Planning For High Speed Rail That Avoids Charlestown

On December 16, 2016 the Federal Railroad Administration (FRA) released their Tier 1 Final Environmental Impact Statement (EIS) to straighten the tracks of the Northeast Corridor over the next several decades. Charlestown was located within the “Old Saybrook to Kenyon Bypass” section of the plan. At that stage it was a plan, not an action, but the line they drew through Charlestown, Westerly, and Old Saybrook area of Connecticut would have been harder to move as time went by, so community action and involvement were critical in removing it from the Record of Decision (ROD). The July 12, 2017 ROD calls for a study that could possibly bring back the Bypass.

That study has not yet begun, but for the last three years, another high-speed rail planning process, independent of the FRA, proposes a new route that would go inland through Connecticut instead of along the shoreline.

Called North Atlantic Rail, the plan is directed by well known planner Robert Yaro. The proposed new route would track to Long Island, cross Long Island Sound with a 16-mile tunnel to New Haven, and then north to Hartford. From Hartford it would travel east to UConn at Tolland Connecticut, and then on to Providence and Boston.

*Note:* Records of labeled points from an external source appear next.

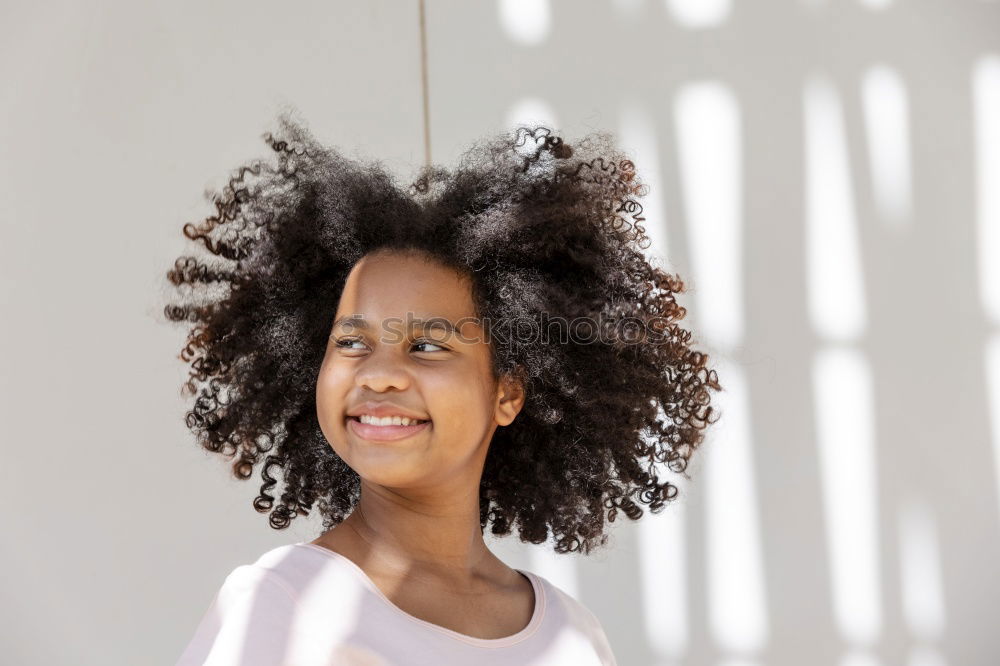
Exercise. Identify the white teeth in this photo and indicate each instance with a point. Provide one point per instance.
(388, 420)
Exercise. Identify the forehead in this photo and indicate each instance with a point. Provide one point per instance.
(393, 285)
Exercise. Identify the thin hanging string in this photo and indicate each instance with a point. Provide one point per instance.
(423, 81)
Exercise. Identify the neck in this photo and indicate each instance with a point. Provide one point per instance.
(409, 534)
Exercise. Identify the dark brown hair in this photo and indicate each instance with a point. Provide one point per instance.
(540, 227)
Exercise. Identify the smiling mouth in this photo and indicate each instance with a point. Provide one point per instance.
(385, 433)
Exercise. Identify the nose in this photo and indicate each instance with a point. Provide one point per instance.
(382, 371)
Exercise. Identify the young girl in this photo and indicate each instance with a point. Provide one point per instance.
(488, 347)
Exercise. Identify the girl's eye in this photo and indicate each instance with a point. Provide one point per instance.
(421, 343)
(345, 343)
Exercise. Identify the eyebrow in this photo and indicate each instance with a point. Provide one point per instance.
(429, 322)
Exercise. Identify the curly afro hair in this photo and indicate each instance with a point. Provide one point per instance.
(542, 229)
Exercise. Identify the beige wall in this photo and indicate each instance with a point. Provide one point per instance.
(848, 505)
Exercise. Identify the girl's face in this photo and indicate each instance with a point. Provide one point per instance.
(390, 348)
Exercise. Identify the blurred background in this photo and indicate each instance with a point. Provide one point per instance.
(825, 176)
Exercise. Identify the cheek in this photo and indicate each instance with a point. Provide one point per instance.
(332, 385)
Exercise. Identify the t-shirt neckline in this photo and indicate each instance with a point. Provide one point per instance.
(529, 629)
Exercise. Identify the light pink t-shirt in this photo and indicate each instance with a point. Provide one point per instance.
(305, 605)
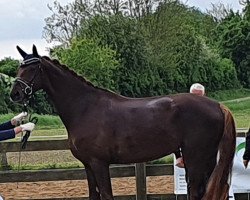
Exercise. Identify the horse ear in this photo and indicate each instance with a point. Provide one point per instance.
(22, 52)
(35, 51)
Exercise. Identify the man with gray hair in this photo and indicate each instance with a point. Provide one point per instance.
(199, 90)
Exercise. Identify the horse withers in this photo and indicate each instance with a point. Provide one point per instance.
(106, 128)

We will be watching this new rail plan which has the potential to shift the damage to conservation areas from the coast to western RI. It moves the problem, but it doesn’t actually solve it.

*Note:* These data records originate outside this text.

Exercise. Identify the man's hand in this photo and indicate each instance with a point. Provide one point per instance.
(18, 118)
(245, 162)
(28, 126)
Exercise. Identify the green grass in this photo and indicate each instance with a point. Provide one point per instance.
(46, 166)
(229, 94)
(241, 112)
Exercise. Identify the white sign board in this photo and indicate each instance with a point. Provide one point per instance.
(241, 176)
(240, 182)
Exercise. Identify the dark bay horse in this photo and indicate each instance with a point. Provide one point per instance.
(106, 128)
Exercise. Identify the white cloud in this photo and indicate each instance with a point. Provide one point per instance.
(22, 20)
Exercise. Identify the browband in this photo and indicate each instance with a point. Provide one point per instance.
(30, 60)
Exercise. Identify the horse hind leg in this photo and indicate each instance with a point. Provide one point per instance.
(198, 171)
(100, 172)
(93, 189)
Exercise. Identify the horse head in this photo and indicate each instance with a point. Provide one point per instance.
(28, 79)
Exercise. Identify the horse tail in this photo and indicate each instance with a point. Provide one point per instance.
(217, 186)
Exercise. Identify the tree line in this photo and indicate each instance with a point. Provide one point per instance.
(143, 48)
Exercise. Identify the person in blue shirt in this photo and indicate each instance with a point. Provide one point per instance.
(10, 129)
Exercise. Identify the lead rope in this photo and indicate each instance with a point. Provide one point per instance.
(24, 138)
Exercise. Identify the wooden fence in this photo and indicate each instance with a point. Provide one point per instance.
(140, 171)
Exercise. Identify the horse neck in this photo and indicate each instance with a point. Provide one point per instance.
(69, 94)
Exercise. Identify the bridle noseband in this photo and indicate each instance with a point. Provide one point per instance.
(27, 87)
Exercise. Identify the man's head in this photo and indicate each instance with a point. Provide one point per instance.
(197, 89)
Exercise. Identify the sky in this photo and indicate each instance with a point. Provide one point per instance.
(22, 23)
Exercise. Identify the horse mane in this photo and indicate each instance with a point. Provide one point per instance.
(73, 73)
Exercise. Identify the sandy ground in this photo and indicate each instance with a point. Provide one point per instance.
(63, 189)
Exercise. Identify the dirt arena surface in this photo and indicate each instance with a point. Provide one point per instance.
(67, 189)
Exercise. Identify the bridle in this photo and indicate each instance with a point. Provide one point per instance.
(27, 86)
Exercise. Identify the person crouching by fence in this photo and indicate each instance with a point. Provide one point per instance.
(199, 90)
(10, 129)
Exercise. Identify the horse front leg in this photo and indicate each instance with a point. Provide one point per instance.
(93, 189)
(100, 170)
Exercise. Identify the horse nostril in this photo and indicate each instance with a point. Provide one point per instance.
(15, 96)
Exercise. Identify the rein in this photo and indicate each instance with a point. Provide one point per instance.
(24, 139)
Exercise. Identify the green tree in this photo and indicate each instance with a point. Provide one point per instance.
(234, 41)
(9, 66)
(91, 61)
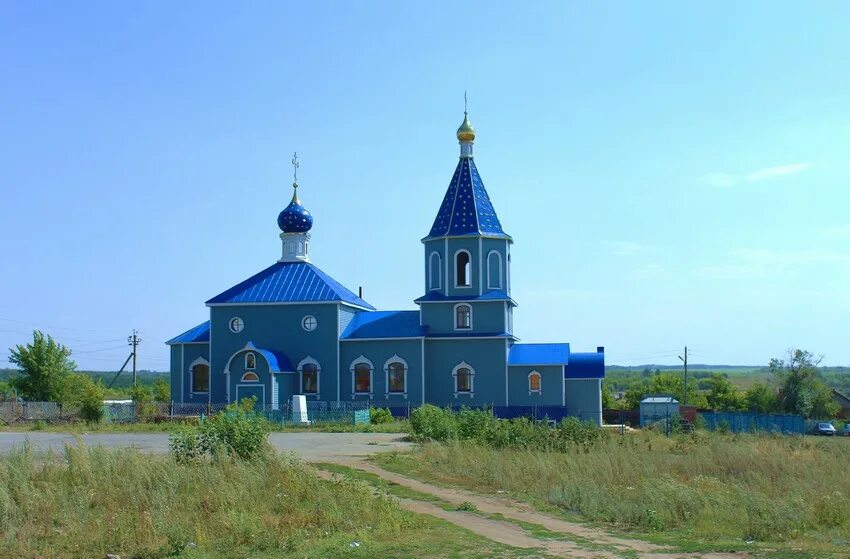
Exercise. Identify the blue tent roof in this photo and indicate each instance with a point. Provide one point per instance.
(466, 207)
(289, 282)
(539, 354)
(586, 365)
(436, 296)
(198, 334)
(384, 324)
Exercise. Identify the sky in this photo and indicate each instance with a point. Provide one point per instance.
(672, 173)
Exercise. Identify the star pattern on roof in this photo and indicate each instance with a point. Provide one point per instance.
(466, 207)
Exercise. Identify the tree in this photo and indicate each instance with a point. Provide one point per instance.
(45, 365)
(607, 396)
(802, 390)
(723, 395)
(83, 393)
(761, 398)
(161, 390)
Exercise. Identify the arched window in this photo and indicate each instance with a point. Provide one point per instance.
(361, 376)
(463, 317)
(464, 375)
(435, 271)
(494, 270)
(309, 370)
(201, 378)
(396, 370)
(534, 382)
(463, 269)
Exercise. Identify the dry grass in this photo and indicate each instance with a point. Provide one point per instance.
(89, 502)
(709, 486)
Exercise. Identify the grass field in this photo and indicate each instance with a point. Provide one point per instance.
(89, 502)
(703, 492)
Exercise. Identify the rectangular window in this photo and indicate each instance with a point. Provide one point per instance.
(362, 379)
(200, 378)
(309, 379)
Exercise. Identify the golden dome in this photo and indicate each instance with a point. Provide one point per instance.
(466, 133)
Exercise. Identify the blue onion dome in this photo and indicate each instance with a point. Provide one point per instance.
(295, 218)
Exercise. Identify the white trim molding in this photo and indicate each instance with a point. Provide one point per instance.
(362, 360)
(454, 317)
(498, 283)
(539, 389)
(300, 370)
(394, 359)
(471, 391)
(199, 361)
(468, 283)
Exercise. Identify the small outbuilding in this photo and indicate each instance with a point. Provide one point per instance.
(657, 407)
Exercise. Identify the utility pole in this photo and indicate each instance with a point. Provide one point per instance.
(134, 341)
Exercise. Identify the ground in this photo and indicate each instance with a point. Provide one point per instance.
(506, 523)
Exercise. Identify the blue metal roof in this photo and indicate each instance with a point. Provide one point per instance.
(539, 354)
(586, 365)
(289, 282)
(437, 297)
(466, 207)
(198, 334)
(384, 324)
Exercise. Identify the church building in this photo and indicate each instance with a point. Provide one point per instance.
(292, 329)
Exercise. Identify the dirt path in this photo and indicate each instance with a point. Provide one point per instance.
(584, 538)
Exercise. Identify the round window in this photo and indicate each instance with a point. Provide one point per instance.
(309, 323)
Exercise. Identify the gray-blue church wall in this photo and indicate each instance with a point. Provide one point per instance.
(379, 353)
(182, 358)
(487, 318)
(551, 386)
(487, 357)
(276, 327)
(584, 399)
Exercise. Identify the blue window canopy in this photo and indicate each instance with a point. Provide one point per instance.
(200, 334)
(384, 324)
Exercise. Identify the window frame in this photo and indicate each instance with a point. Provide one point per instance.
(471, 374)
(539, 389)
(456, 308)
(467, 273)
(300, 370)
(498, 284)
(392, 360)
(200, 361)
(435, 286)
(362, 360)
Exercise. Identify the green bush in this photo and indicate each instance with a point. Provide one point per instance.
(430, 423)
(236, 431)
(378, 416)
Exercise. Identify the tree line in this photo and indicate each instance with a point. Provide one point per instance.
(795, 385)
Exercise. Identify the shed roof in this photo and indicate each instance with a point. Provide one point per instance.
(195, 335)
(289, 282)
(384, 324)
(539, 354)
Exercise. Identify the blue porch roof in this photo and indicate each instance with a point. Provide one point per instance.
(466, 207)
(539, 354)
(384, 324)
(586, 365)
(437, 297)
(289, 282)
(196, 335)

Banner image is a photo of Virginia Lee speaking at the January 25, 2017 rally at the Rhode Island State House to drop the “Old Saybrook to Kenyon Bypass” from the Federal Railroad Administration Tier 1 Final EIS. With her are Julie Carroccia, Loren Spears and others. The rally began with the announcement by then Charlestown Town Council President Virginia Lee that Governor Raimondo had just stated that she sided with South County against the Bypass.